Well-posedness of Bayesian data assimilation and inverse problems

On well-posedness of Bayesian data assimilation and inverse problems in Hilbert space

Abstract.

Bayesian inverse problem on an infinite dimensional separable Hilbert space with the whole state observed is well posed when the prior state distribution is a Gaussian probability measure and the data error covariance is a cylindrical Gaussian measure whose covariance has positive lower bound. If the state distribution and the data distribution are equivalent Gaussian probability measures, then the Bayesian posterior measure is not well defined. If the state covariance and the data error covariance commute, then the Bayesian posterior measure is well defined for all data vectors if and only if the data error covariance has positive lower bound, and the set of data vectors for which the Bayesian posterior measure is not well defined is dense if the data error covariance does not have positive lower bound.
Keywords: White noise, Bayesian inverse problems, cylindrical measures
AMS Subject Classification: 65J22, 62C10, 60B11

Supported partially by the Czech Science Foundation grant 13-34856S and NSF grant 1216481

1. Introduction

Data assimilation and the solution of inverse problems on infinite dimensional spaces are of interest as a limit case of discrete problems of an increasing resolution and thus increasing dimension. Computer implementation is by necessity finite dimensional, yet studying a discretized problem (such as a finite difference or finite element discretization) as an approximation of an infinite-dimensional one (such as a partial differential equation) is a basic principle of numerical mathematics. This principle has recently found use in Bayesian inverse problems as well, for much the same reason; important insights in high-dimensional probability are obtained by considering it in the light of infinite dimension. See [19, 20] for an introduction and an extensive discussion.

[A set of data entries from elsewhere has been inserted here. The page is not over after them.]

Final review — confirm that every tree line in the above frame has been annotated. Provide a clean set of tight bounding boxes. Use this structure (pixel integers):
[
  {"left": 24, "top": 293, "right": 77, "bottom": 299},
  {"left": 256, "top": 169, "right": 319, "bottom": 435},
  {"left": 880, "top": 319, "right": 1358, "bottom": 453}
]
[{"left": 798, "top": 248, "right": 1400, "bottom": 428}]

Bayesian data assimilation and inverse problems are closely linked; the prior distribution acts as a regularization and the maximum aposteriori probability (MAP) delivers a single solution to the inverse problem. In the Gaussian case, the prior becomes a type of Tikhonov regularization and the MAP estimate is essentially a regularized least squares solution. Since there is no Lebesque measure in an infinite dimension, the standard probability density does not exist, and the MAP estimate needs to be understood in a generalized sense [5, 7].

However, unlike in a finite dimension, even the simplest problems are often ill-posed when the data is infinite dimensional. It is often assumed that the data likelihood is such that the problem is well posed, or, more specifically, that the data space is finite dimensional, e.g., [5, 7, 9, 10, 12, 19, 20]. Well-posedness of the infinite dimensional problem affects the performance of stochastic filtering algorithms for finite dimensional approximations; it was observed computationally [3, Sec. 4.1] that the performance of the ensemble Kalman filter and the particle filter does not deteriorate with increasing dimension when the state distribution approaches a Gaussian probability measure, but the curse of dimensionality sets in when the state distribution approaches white noise. A related theoretical analysis was recently developed in [1].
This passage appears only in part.